Reverse engineering SSIS package using C#

2020-02-06 01:57发布

问题:

There is a requirement to extract source,destination and column names of source and destination. Why am I trying to do this is because I have thousands of packages and opening each package has on an average 60 to 75 of columns and listing all required info will take huge amount of time and its not a single time requirement and this task is done manually every two months in my organization currently.

I'm looking for some ways to reverse engineer keeping all packages in a single folder and then go through each package and get the info and put it in some spreadsheet.

I thought of opening package in xml and get the info of interested node and put in spreadsheet which is little cumbersome. Please suggest what are the available libraries to start with it.

回答1:

SQL server provide assemblies to manipulate packages programmatically.
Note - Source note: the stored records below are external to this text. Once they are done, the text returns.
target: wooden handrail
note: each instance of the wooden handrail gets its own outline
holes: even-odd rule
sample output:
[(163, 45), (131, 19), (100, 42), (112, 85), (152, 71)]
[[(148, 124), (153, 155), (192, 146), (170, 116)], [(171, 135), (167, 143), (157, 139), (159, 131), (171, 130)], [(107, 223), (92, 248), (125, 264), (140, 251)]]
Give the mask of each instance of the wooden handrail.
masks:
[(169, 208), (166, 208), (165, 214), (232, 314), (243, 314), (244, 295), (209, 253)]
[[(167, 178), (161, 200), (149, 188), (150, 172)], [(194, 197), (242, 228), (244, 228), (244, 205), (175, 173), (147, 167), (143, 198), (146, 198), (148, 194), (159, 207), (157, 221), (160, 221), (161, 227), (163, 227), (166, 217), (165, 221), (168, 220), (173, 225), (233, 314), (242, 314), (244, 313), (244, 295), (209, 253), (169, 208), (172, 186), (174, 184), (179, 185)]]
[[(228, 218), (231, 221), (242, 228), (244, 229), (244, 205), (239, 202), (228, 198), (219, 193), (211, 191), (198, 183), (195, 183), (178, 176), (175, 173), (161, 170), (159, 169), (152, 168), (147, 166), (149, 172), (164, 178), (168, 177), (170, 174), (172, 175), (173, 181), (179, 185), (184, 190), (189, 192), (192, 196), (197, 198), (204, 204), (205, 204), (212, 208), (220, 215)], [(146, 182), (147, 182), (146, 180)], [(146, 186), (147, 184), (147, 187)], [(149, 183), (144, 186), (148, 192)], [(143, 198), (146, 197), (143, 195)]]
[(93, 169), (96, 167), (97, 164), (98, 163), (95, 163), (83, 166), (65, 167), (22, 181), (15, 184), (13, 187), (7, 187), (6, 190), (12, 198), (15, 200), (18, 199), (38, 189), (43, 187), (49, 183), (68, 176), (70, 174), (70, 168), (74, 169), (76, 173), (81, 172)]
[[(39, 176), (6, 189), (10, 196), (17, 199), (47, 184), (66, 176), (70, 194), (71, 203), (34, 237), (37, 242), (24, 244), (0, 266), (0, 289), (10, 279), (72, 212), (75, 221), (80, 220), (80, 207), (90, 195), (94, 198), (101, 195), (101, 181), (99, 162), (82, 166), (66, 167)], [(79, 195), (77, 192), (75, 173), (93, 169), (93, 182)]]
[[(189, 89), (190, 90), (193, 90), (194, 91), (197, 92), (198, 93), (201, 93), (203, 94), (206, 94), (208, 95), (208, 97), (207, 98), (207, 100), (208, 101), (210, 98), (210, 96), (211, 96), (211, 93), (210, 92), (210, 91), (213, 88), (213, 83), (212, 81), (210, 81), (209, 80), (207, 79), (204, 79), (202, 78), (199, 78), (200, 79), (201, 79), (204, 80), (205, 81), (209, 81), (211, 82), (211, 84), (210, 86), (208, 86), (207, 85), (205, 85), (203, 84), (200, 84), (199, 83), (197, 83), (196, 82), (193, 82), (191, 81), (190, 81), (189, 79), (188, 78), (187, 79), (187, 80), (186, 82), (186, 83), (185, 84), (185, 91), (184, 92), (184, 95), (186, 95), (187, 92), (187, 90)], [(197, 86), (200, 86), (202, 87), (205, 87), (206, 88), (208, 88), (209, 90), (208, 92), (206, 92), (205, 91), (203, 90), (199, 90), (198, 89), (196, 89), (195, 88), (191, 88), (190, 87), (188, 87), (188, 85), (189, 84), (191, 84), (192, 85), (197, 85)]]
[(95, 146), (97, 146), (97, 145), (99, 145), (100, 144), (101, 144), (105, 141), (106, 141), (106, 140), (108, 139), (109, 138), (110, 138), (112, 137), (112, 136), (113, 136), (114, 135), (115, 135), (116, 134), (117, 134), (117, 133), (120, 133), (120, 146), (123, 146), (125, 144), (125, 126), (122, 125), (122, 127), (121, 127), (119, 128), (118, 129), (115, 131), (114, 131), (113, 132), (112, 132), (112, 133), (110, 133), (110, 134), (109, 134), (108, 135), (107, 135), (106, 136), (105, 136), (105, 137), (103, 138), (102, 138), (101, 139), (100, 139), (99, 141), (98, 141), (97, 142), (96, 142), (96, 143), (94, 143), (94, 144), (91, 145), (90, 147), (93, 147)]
To do a reverse engineering (deserialize a dtsx package), You have to do this by looping over packages and read them programmatically, just follow this detailed link

  • Reading DTS and SSIS packages programmatically

There is another way (harder way and not recommended) to achieve this , by reading dtsx as text file and parse the xml content. check my answer at the following question to get an example:

  • Automate Version number Retrieval from .Dtsx files

Hint:

just open the package in visual studio. go to the package explorer Tab (near control flow and data flow tabs) you will find a treeview. it will leads you the way you have to search for the component you need


Update 1 - C# Script @ 2019-07-08

If you are looking for a script that list all package objects you can use a similar script:

using System;
using DtsRuntime = Microsoft.SqlServer.Dts.Runtime;
using DtsWrapper = Microsoft.SqlServer.Dts.Pipeline.Wrapper;

public void Main()
{
    string pkgLocation;
    DtsRuntime.Package pkg;
    DtsRuntime.Application app;
    DtsRuntime. DTSExecResult pkgResults;

    pkgLocation =
      @"D:\Test\Package 1.dtsx";
    app = new DtsRuntime.Application();
    pkg = app.LoadPackage(pkgLocation, null);

    //List Executables (Tasks)
    foreach(DtsRuntime.Executable tsk in pkg.Executables)
    {


        DtsRuntime.TaskHost TH = (DtsRuntime.TaskHost)tsk;
        MessageBox.Show(TH.Name + "\t" + TH.HostType.ToString());


        //Data Flow Task components
        if (TH.InnerObject.ToString() == "System.__ComObject")
        {
            try
            {

                DtsWrapper.MainPipe m = (DtsWrapper.MainPipe)TH.InnerObject;


                DtsWrapper.IDTSComponentMetaDataCollection100 mdc = m.ComponentMetaDataCollection;


                foreach (DtsWrapper.IDTSComponentMetaData100 md in mdc)


                {

                    MessageBox.Show(TH.Name.ToString() + " - " + md.Name.ToString());


                }

            }
            catch {

            // If it is not a data flow task then continue foreach loop

            }



        }



    }

    //Event Handlers
    foreach(DtsRuntime.DtsEventHandler eh in pkg.EventHandlers)
    {

        MessageBox.Show(eh.Name + " - " + CM.HostType);

    }

    //Connection Manager

    foreach(DtsRuntime.ConnectionManager CM in pkg.Connections)
    {

        MessageBox.Show(CM.Name + " - " + CM.HostType);


    }


    //Parameters
    foreach (DtsRuntime.Parameter Param in pkg.Parameters)
    {

        MessageBox.Show(Param.Name + " - " + Param.DataType.ToString());


    }


    //Variables
    foreach (DtsRuntime.Variable Var in pkg.Variables)
    {

        MessageBox.Show(Var.Name + " - " + Var.DataType.ToString());


    }

    //Precedence Constraints
    foreach (DtsRuntime.PrecedenceConstraint PC in pkg.PrecedenceConstraints)
    {

        MessageBox.Show(PC.Name);


    }

}

References

  • Loading and Running a Local Package Programmatically

Update 2 - SSISPackageExplorer Project @ 2019-07-10

I started a small project called SSISPackageExplorer on Git-Hub which allow the user to read the package objects in a TreeView, It is very basic right now but i will try to improve it in a while:

  • GitHub - SSISPackageExplorer



回答2:

Some of the properties in dtsx Microsoft.SqlServer.Dts.Pipeline are not CLS-compliant.

  • ColumnInformation Constructors
ColumnInformation Class 
Definition

Namespace:
Microsoft.SqlServer.Dts.Pipeline 
Assembly:
Microsoft.SqlServer.PipelineHost.dll
Important
This API is not CLS-compliant.
C++

Copy
public ref class ColumnInformation

otherwise try this.

Just open your dtsx package in notepad++. Find table name then do the same search on the property name in all packages( find ion all files). I think that even if you search for the column in dtsx opened in a text editor it will give you everything. It's manual but can be updated with Regex and c#. I never did it with regex. I just did notepad++ and one package once.